Lembram-se da Feira Popular…?

Grande parte das bancas do mercado da Praça de Espanha nasceu no Martim Moniz, de onde se mudaram para aqui quando houve necessidade de remodelar aquela praça do centro da cidade. Vieram com carácter provisório. “Eles alegam que estamos aqui provisoriamente. Em que parte do mundo trabalhar 30 anos é estar provisório num sítio?”, queixa-se um vendedor, que lamenta não ter havido consenso para que o mercado fosse transferido para outro local. Diz que foi equacionada a zona do Colombo, outros falam das Galinheiras e Aida acrescenta que a autarquia lhes propôs irem para a Zona J. Na assembleia municipal desta terça-feira, o presidente da câmara afirmou que houve um “diálogo que correu francamente bem” entre a autarquia e os vendedores e lembrou que todos optaram pela indemnização em vez da transferência para outros mercados municipais.

Agora o que mais se lê nas ruas estreitas deste mercado de latão é “Liquidação Total”. Inúmeros cartazes espalhados por todo o recinto anunciam roupa a dez euros e sapatos a cinco, mas o leque de produtos que se pode aqui adquirir é vasto. Desde CD’s com os mais recentes hits da música africana, passando por rádios para carros, t-shirts da seleção, malas de viagem e cachecóis de uma miríade de clubes, há de tudo neste local, que, mais do que um mercado, é um caldeirão de culturas. Ao mesmo tempo que se ouvem os característicos ritmos do kuduro e do kizomba, podemos comprar peças de vestuário a vendedores indianos e comer a portuguesíssima sandes de leitão no bar da dona Aida.

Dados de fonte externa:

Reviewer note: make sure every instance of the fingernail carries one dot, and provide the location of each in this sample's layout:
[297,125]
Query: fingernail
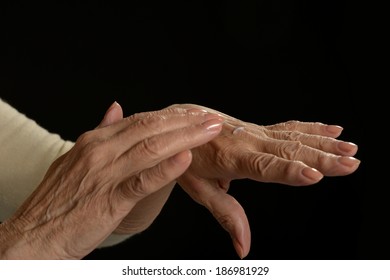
[334,129]
[347,147]
[312,173]
[196,111]
[213,124]
[182,157]
[348,161]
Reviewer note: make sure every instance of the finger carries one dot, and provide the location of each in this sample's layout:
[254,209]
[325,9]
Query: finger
[324,143]
[113,115]
[269,168]
[327,163]
[152,123]
[151,180]
[231,216]
[225,208]
[150,151]
[145,133]
[308,127]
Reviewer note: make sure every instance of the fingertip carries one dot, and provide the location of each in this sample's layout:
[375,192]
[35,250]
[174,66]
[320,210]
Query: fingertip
[113,114]
[334,130]
[312,174]
[184,157]
[242,249]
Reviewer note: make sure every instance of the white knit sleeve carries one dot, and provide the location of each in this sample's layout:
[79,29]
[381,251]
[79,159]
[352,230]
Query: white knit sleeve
[26,152]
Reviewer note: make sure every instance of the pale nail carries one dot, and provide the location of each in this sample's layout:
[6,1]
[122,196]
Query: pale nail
[347,147]
[213,124]
[348,161]
[312,173]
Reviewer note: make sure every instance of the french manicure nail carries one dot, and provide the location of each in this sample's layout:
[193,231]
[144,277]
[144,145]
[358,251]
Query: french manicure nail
[334,129]
[312,173]
[348,161]
[347,147]
[213,124]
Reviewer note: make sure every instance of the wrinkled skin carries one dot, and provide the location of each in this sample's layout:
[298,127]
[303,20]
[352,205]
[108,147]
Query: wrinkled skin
[129,198]
[292,153]
[87,192]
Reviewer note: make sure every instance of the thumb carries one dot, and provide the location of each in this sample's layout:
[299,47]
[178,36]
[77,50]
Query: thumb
[113,114]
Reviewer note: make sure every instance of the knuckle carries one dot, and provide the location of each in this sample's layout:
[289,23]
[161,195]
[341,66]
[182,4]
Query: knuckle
[135,187]
[290,150]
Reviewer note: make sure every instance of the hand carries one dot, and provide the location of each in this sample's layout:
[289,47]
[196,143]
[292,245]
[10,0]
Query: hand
[292,153]
[88,191]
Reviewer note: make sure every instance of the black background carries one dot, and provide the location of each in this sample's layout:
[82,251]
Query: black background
[63,63]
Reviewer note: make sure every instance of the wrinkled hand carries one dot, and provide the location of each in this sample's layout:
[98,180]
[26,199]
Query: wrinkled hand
[292,153]
[88,191]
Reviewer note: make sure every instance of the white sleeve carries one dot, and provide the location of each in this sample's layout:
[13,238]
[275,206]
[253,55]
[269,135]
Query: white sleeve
[26,152]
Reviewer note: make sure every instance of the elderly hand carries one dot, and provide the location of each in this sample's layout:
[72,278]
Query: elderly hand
[88,191]
[292,153]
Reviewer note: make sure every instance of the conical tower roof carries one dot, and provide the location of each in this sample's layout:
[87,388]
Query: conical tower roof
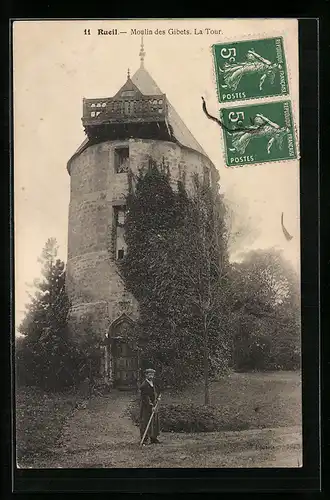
[144,82]
[147,85]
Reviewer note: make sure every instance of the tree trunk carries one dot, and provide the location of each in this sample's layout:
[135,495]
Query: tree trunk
[206,367]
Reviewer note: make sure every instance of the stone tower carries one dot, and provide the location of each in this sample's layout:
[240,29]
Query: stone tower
[122,133]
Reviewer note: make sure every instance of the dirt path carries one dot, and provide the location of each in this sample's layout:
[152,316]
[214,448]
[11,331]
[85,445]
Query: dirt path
[102,436]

Ela, que chegou aqui com 18 anos e aqui criou a filha, hoje doutorada. “Colonizámos esta zona, não merecíamos ser tratados desta forma”, lamenta, enquanto distribui folhas de alface e nacos de carne pelos pães, num gesto que já não se repetirá muito mais vezes. “Na volta, sabes o que vai acontecer aqui? Como foi com a Feira Popular…”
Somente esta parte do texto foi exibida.